Lecture 7 Flashcards
Prescriptive analytics
What is prescriptive analytics?
prescriptive analytics is concerned with what
foresight can be obtained after a predictive model has been built.
What is the general framework for prescriptive analytics?
Although a general framework can be built, the details of the specific methodology are domain- and technology-specific.
The general framework is:
1. Identify alternative decisions and objectives
2. Model and simulate alternative decisions
3. Select an optimal decision
4. Perform Analysis
Although a general framework can be built, the details of the specific methodology are domain- and technology-specific.
How does it vary in practice ?
In practice, as highlighted by the literature review, there is no single approach to prescriptive analytics.
The developed approaches are often domain-specific and techniques specific.
Usually, the combination of multiple approaches is employed.
The focus of the course is improving the robustness of the model
What are some techniques for prescriptive analytics?
The techniques are:
* What-If analysis
* Simulation (and ML)
What is a What-If analysis ?
It’s a qualitative approach to determine:
* Exceptional situation
* Reaction
* Likelihood of happening
* Consequence of happening
* Recommendation
For each of the previous 4, the What-If questions have to be developed and answered
What is Simulation (and ML) ?
Machine Learning is by definition an inductive process:
A ML algorithm defines the optimal hypothesis (i.e. predictive model) by learning from the existing data.
On the other hand, in the conventional modelling approach, a human defines a model, tunes its parameter and produces new data (i.e.
simulation results)
How do you integrate simulations and ML ?
Several integrations of ML and simulation models can exist, based on the integration point.
The focus of this course is on:
ML model as generator:
Once a ML has been fit on the existing data and has provided good performances, it can also
be used to make predictions on unseen data (i.e.
counterfactual analysis)
What is the machine learning pipeline in practice?
ML in practice goes through the following steps:
1. Raw Data
* Collection
* Download
* Scraping
2. Data Preprocessing
* Data quality (cf.
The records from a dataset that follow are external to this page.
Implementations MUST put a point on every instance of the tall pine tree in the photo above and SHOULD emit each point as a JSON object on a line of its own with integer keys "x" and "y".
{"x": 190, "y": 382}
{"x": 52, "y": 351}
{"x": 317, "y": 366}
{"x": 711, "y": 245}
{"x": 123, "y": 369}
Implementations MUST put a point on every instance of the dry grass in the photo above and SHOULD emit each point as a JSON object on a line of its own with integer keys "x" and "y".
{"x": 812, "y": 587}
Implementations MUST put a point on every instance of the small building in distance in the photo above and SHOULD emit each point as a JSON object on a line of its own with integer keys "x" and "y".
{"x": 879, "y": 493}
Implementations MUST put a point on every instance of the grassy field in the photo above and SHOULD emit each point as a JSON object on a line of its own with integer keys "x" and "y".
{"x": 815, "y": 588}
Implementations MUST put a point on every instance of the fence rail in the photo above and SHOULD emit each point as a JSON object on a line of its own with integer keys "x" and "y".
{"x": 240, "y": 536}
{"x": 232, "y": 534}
Diagnostic)
* Missing data
* Categorical variables
3. Train-test split
* Single validation
* Cross-validation
4. Model fit
* Fit on training data
* Test on testing data
5. Performane Evaluation
* Performance metric choice
* Evaluation on validation data
How do you make a model more robust in the ML pipeline?
You change the pipeline such that:
ML in practice goes through the following steps:
1. Raw Data
* Collection
* Download
* Scraping
2. Data Preprocessing
* Data quality (cf. Diagnostic)
* Missing data
* Categorical variables
* Dimensionality reduction
3. Train-test split
* Single validation
4. Model fit
* Fit on training data
* Test on testing data
* Ensembling
5. Performane Evaluation
* Performance metric choice
* Evaluation on validation data
* Cross-validation
What is dimensionality reduction ?
Dimensionality reduction is the process of transforming the original dataset:
From n columns/features
To k < n columns features
Through feature extraction and feature selection. The original features might or might not be preserved. The original variables are
lost, and replaced by projection/compressed
equivalents.
Feature selection: A subset of the original variables is chosen for the model
What is feature construction in dimensionality reduction ?
Manual feature extraction.
What is feature learning in dimensionality reduction ?
Automatic feature extraction
What is feature transformation in dimensionality reduction ?
Usually denotes less sophisticated transformations over the features, like re-scaling data, bucketing, etc
What is feature engineering in dimensionality reduction ?
Sometimes it is used as a synonym for feature extraction, although contrary to extraction, there seems to be a relatively universal consensus that engineering involves not only creativity constructions but pre- processing tasks and naïve transformations as well.
What is feature selection ?
A subset of the original variables is chosen for the model. Uses different methods:
Filter methods
Wrapper Methods
Embedded Methods
Ex: Chi squared test, information gain and correlation coefficient scores.